I had the opportunity to work for a week in Windhoek last July, which was really excellent. But because it was for work, there was little time to do something else, such as walking around, meeting new people etc. Nights are falling too early in winter for outdoor sketches and Windhoek is not a very busy place. It actually seemed rather quiet, the type of stillness of a small city... the light joie de vivre of a German town in the middle of the desert.
And the feeling is enhanced with poetic street names such as LudwigvonBeethovenStrasse, buildings carved with the true art of bavarian architecture, a sense of order and decent beer. Namibian Breweries are trying hard to match Belgian brews, and it is appreciable.
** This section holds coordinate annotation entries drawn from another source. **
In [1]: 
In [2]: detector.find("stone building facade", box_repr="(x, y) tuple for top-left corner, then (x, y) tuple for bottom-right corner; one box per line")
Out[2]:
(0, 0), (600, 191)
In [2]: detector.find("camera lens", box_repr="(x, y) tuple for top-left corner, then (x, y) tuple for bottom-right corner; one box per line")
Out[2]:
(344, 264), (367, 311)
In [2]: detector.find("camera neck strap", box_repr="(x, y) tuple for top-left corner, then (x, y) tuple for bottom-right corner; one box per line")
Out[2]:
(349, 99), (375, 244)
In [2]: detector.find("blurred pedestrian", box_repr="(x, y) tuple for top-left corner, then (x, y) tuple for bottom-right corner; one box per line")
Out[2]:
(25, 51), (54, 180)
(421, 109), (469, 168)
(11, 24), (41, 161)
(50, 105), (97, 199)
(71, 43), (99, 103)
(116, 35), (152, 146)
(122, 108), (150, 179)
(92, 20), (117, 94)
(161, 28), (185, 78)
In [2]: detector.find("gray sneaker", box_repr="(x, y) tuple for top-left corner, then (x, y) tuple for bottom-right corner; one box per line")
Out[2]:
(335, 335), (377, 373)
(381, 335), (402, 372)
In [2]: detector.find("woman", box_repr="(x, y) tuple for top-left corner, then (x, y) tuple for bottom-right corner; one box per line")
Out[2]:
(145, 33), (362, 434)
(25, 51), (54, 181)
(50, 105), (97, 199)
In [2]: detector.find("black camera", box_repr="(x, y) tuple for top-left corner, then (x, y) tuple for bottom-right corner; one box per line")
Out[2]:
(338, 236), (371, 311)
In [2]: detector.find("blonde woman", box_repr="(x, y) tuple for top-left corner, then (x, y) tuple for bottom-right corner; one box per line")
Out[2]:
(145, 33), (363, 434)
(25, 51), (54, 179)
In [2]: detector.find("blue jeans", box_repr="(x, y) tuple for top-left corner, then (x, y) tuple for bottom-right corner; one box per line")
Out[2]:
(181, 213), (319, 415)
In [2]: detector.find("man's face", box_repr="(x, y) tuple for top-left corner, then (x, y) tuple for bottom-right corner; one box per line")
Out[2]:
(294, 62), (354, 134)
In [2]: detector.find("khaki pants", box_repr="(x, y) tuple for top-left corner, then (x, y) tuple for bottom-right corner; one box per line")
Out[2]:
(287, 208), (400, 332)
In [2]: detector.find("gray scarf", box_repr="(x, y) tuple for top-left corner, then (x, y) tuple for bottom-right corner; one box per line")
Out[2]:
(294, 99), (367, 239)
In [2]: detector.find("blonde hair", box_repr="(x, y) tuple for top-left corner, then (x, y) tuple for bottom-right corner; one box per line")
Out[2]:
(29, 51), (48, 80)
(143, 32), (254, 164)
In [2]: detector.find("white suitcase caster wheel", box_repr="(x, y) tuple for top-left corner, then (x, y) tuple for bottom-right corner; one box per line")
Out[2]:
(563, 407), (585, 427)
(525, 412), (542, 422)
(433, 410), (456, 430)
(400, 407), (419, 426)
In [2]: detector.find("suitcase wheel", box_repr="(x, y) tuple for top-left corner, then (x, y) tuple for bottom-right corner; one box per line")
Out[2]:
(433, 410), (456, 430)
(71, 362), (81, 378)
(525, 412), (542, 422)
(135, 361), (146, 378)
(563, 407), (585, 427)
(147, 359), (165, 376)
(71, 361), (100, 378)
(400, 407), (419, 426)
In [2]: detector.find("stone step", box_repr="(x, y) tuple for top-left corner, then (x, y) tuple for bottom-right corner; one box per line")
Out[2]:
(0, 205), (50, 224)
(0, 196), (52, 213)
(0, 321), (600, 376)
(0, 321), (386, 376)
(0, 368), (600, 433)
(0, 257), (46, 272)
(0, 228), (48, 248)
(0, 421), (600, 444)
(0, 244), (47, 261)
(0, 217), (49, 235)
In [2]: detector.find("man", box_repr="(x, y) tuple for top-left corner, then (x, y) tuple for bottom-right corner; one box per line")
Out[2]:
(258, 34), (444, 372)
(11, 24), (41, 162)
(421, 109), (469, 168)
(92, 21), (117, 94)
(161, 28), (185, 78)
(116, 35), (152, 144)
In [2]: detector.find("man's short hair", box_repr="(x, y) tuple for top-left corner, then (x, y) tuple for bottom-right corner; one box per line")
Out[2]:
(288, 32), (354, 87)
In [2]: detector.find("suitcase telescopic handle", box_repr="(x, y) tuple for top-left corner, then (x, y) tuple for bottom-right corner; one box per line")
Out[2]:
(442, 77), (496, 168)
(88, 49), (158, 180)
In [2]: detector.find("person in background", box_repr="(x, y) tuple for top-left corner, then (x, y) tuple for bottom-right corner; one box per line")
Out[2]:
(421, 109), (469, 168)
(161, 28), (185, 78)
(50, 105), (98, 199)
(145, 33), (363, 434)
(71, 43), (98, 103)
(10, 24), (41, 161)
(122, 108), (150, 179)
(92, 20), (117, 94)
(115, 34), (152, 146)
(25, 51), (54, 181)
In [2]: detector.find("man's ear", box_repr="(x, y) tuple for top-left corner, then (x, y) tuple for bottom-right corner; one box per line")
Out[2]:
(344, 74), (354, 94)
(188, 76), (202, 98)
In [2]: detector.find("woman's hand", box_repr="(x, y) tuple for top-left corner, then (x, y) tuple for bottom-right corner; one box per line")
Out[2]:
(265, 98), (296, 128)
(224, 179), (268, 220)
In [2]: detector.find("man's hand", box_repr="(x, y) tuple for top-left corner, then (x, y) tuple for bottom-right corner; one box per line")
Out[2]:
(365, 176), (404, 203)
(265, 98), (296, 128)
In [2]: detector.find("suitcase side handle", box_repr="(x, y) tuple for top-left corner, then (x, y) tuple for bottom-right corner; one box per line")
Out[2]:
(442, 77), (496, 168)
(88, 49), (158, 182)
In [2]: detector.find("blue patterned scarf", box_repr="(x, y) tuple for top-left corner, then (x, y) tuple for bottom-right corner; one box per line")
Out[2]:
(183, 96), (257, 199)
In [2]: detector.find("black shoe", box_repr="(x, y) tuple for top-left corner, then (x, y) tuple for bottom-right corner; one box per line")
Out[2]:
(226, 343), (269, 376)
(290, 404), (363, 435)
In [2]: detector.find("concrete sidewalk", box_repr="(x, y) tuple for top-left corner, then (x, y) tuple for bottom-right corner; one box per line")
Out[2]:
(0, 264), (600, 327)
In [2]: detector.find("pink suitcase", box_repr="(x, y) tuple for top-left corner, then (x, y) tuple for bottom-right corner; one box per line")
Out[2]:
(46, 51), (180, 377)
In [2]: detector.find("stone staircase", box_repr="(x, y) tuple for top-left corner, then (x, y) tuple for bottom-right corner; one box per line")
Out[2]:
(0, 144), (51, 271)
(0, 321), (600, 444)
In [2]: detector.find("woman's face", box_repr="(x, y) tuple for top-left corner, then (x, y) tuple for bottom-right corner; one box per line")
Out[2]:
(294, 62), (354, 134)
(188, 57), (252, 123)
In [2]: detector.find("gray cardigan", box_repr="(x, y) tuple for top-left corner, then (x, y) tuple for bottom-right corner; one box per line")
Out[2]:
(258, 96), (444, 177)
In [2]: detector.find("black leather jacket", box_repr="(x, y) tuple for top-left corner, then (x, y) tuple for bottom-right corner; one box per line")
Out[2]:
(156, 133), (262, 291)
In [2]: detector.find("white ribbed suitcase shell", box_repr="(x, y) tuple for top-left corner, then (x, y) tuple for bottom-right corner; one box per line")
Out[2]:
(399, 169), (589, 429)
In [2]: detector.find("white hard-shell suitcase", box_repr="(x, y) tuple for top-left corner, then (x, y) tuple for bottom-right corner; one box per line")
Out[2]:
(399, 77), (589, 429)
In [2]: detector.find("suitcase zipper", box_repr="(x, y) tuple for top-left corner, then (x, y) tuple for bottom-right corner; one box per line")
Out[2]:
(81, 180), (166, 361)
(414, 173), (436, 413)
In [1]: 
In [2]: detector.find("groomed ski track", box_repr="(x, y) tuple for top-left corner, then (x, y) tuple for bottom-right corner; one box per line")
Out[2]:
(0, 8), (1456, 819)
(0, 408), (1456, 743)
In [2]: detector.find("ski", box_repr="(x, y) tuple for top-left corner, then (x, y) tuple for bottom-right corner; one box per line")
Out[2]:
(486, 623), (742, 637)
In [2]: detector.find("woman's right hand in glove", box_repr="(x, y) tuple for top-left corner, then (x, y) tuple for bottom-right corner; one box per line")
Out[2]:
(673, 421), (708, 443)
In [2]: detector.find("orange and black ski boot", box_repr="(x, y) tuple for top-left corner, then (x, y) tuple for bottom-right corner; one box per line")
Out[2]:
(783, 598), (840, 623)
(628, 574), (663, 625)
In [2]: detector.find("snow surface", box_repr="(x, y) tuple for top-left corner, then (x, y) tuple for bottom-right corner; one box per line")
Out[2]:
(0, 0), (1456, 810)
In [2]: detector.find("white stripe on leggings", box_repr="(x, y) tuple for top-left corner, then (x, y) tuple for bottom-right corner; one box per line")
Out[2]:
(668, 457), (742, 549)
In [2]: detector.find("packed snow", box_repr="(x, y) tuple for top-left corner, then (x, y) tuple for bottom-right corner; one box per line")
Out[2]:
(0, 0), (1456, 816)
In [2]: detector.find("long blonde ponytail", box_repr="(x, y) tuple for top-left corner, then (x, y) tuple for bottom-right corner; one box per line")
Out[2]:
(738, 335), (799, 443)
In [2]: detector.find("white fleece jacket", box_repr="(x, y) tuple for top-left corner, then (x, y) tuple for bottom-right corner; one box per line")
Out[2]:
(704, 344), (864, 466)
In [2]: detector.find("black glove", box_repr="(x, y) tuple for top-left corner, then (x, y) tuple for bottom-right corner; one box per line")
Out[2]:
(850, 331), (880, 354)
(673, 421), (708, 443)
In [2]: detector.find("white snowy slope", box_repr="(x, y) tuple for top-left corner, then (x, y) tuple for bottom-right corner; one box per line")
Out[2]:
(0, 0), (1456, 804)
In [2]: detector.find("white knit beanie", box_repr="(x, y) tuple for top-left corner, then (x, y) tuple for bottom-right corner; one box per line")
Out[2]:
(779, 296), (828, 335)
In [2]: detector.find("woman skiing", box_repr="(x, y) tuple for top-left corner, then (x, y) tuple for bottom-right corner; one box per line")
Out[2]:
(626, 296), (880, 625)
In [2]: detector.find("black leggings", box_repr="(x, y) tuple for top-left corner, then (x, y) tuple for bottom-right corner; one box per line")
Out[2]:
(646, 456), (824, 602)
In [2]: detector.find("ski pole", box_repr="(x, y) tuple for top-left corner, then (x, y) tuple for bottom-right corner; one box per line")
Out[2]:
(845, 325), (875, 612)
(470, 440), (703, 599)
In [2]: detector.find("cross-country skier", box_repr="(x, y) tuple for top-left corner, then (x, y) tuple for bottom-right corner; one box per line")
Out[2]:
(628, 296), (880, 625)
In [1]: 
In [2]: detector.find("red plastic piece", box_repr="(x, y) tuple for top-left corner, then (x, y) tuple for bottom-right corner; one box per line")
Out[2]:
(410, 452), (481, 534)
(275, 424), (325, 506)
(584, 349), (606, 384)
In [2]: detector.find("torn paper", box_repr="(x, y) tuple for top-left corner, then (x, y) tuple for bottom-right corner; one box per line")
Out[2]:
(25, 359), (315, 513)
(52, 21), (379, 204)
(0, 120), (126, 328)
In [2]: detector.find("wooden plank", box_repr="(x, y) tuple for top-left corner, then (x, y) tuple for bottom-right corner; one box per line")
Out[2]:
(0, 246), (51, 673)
I did manage a day to walk around and do some sketching of the place. The capital seems to have grown a lot over the past decade, there are new malls, big towers, shops... Lost in the middle of the concrete newbies the old city still stands, a bit like Lilli Marlene surrounded by Star Academy contenders.
It feels absolutely odd.
This church (Christuskirche) is a landmark of the capital, and is surrounded by many old buildings, including the museum, old fort (here under). The church has been build and shipped in parts to Namibia, back in the days. There was a wedding happening .
This fort stands were the German troops held camp (Alte Feste Fort). The Fort is now hosting the national museum, interesting to understand the liberation struggles, the fights of the Herero against the Germans, the organization of the firsts concentration camps (Shark Island...) between 1904 and 1907, the struggle that led Namibia to become the last country to take its independence in Southern Africa.
Thank God, all these old buildings collecting dust and acting as a reminder of the colonisation are now dwarved by a brand new piece of wonder, a type of shiny barrel-looking building.
It not of everyone's taste, I can understand the need to mark the place and, as a symbol, to show that the German colonial presence is something from the past, but I do question the artistic- pertinence of the golden barrel standing between the church and the fort.
I went once or twice to the cardboard box backpakkers for a couple of drinks.(http://www.cardboardbox.com.na/cardboardbox.html) My hotel was just next door but had no bar. I also sometime prefer to talk with travellers on a shoestring who have 10.000 tips and stories to tell, including one involving a bus driver who - going off the bus to pay his road-fee, came face to face with a smiling lion and ran back to his seat faster than Ussain Bolt.
It is pleasant to hear stories and not having to discuss the foreseen consequences of the economical crisis on the pecan-nut market and the compared competitiveness of a Namibian prawn fishermen compared to Mozambican one.
I also went to a groovy spot in town, but I have no ways of remembering its name. The music was great, and good company as well. It was on the left side of town. good spot, I recommend it.